The Lord and Taylor box arrived last night and I opened it today. I pulled out the sweater and held it up. I noticed there were no tags on it – that seemed a little strange.
I put my hand in the sleeve and sure enough, there was the hole. They had sent me my own damaged sweater!
I can imagine what happened.
The ladies who were helping me put the sweater somewhere in “the back.” The computer “looked” for a sweater at the store closest to me and found the one I had returned moments before. When the person responsible for fulfilling the order happened to find the sweater, they neatly folded it and sent it off.
As ridiculous as this is, I’m sure similar mistakes happen in small businesses all the time. And it’s all because no one is taking a mile-high view of basic processes.
In the case of Lord and Taylor, there should be a place for damaged merchandise and a process to remove it from the inventory system.
In the world of solo professionals and small businesses, I ask you to consider these questions regarding your back-office operations:
1. How many times do you search for a file in an email instead of downloading it to the proper folder on your computer when it arrives?
2. Do you keep all your notes in one organized centralized place?

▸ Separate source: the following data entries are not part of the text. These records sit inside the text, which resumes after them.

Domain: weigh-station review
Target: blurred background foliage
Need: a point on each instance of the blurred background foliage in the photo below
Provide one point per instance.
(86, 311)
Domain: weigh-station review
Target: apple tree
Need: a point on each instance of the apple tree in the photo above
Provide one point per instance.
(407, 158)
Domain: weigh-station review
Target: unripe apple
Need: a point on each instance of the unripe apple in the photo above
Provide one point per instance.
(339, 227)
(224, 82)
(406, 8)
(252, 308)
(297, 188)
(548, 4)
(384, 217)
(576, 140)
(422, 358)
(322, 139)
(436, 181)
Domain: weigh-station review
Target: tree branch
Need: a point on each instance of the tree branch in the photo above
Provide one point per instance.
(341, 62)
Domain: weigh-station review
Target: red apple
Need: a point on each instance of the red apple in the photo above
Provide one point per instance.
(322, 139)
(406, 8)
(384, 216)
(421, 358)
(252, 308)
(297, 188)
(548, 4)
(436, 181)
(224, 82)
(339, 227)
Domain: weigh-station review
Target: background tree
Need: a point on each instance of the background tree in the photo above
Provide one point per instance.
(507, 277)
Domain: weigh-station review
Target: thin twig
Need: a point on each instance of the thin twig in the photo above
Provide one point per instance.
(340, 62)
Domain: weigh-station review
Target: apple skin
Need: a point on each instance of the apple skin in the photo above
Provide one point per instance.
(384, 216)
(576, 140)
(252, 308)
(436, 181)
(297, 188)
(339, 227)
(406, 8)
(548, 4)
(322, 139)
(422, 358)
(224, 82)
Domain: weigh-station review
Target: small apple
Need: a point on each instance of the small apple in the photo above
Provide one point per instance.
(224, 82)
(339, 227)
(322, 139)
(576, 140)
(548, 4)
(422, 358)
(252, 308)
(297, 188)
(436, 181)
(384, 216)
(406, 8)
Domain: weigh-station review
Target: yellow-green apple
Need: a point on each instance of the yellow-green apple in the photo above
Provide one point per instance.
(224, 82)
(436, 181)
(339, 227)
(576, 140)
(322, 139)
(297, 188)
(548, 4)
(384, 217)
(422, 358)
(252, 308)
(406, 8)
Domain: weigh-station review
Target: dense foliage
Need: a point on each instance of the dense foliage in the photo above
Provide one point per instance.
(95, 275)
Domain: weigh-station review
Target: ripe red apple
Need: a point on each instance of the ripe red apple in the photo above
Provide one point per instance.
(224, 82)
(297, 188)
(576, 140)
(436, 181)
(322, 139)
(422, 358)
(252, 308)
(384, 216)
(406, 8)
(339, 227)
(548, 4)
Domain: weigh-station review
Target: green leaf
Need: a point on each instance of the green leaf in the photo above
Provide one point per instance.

Or, do you have scraps of paper and note cards all over your desk?
3. When it’s time to make a phone call, are you scrambling to find the number? Or, do you have a contact manager for quick access to phone numbers?
4. When you sit down at your desk each day, do you know which task to tackle first? Or, do you bounce from client to client, always reacting?
5. Do you have the tools of your trade that you need? Or, are you always making do?
When you (and I) work alone, it’s easy to develop our own quirky systems. We think our work is “different” and assume that a new process or method will not only be uncomfortable, but will make things harder. Nothing could be further from the truth.
Chances are, the fundamentals of your business operations are not that different from thousands of other solos and small businesses. There is much more discomfort, wasted time and wasted money when efficient systems are not in place.
Use these five key questions to modify your processes key and watch how much more efficient – and enjoyable – your days become!